Sentiment vs. Fundamentals: The 40% stock decline in 12 months has created a sentiment washout. Retail investors have likely exited. Institutional interest (FIIs: 9.4%, DIIs: 13.8%) is underweight. If the narrative shifts from “capex is destroying margins” to “capex is about to deliver cost leadership,” the stock could re-rate 25–40% higher. That’s not price manipulation — that’s sentiment normalization.
✓ Strengths
- India’s largest medical device exporter (11-year reign)
- 33% profit CAGR (5yr) — exceptional execution
- 20% ROCE — capital is generating returns
- ₹240 Cr annual operating cash flow
- 334 patents; 54 EU MDR certifications
- Export diversification (32% Europe, 38% RoW)
✗ Weaknesses
- Margin compression from 27% (FY25) to 23% (Q3)
- Capex cycle creating D&A & interest drag (FY26–FY27)

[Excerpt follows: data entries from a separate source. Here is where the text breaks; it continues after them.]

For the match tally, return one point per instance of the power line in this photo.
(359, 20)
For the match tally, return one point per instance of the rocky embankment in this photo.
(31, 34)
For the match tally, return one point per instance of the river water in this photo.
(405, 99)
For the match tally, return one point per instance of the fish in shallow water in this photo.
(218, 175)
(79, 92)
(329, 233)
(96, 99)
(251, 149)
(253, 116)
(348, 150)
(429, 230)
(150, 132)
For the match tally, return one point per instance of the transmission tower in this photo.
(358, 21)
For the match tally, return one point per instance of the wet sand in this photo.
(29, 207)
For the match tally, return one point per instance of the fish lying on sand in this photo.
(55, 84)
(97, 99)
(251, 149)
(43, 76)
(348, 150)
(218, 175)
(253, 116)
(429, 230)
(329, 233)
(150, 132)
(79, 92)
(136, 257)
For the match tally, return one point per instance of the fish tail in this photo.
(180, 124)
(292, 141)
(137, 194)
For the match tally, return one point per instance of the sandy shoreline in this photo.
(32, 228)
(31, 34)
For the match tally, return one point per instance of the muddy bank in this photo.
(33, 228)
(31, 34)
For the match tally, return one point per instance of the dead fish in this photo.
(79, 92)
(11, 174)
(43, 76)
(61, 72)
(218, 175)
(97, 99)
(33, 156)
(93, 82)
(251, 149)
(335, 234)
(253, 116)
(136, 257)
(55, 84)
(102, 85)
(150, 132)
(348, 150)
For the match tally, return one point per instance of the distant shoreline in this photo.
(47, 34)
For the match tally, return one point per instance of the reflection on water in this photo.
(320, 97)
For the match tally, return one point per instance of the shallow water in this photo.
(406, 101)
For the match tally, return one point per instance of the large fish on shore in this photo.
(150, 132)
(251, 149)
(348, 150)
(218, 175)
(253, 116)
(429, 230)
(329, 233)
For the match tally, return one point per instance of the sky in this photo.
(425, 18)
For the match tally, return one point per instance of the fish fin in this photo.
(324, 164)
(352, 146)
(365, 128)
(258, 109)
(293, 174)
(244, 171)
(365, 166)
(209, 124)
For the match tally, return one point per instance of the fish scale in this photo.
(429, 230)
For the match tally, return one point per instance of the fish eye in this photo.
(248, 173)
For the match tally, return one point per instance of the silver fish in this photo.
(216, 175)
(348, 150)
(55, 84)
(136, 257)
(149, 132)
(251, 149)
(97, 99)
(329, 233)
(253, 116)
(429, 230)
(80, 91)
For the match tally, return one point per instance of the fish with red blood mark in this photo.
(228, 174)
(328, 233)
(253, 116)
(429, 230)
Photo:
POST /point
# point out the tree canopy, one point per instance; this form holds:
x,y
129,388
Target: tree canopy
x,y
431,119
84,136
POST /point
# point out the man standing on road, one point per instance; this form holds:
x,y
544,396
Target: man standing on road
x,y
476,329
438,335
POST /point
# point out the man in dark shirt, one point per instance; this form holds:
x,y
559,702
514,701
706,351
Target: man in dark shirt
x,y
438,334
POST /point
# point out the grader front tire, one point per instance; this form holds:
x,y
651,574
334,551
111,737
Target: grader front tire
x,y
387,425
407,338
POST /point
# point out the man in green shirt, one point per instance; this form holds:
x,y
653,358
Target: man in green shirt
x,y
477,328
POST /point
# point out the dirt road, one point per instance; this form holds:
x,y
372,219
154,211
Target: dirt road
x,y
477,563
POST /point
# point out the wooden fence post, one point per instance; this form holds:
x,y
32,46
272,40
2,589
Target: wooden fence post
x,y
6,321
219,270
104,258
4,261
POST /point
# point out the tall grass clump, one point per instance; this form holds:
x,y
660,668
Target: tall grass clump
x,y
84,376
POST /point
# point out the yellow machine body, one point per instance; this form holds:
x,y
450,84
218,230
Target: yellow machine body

- P/E of 37.5x leaves little room for surprises
- Family ownership at 62% — limited board independence
- Rupee depreciation exposure (50% USD revenues)
- Integration risk from Medistream/Citieffe deals
→ Opportunities
- Palwal/Jaipur/Haridwar capacity by 2027
- Cost-per-unit reduction (15–20% likely)
- OPM recovery to 28–30% range (FY28+)
- Global supply chain de-risking from China
- India healthcare capex spending up 12%+ annually
- M&A consolidation play (small-cap rollups)
⚡ Threats
- Capex execution delays (construction, commissioning)
- Raw material cost inflation (medical-grade plastics)
- Competitive price pressure from low-cost rivals
- Regulatory changes (MDR tightening, API regulations)
- INR appreciation vs. USD (export competitiveness)
- Customer concentration risk in Europe
Poly Medicure is a manufacturing story disguised as a medical-device story.
The company doesn’t care about quarterly sentiment shifts or analyst downgrades. It cares about building factories, certifying products in Europe, and exporting at scale. That is deeply unsexy. It is also deeply profitable — when the capex cycle normalizes.
The 40% stock decline has created an asymmetric opportunity for patient capital. The fair value range of ₹920–₹1,420 includes upside of 9–22% from ₹1,301, assuming proper execution. But the range also includes downside risk of 30% if execution stumbles or margins don’t recover post-2027.
This is not a “buy and forget” stock. This is a “buy, monitor, and reassess in 12–18 months when Palwal is operational” stock. For investors comfortable with a 2–3 year holding period and the discipline to rebalance on execution updates, the risk-reward is compelling.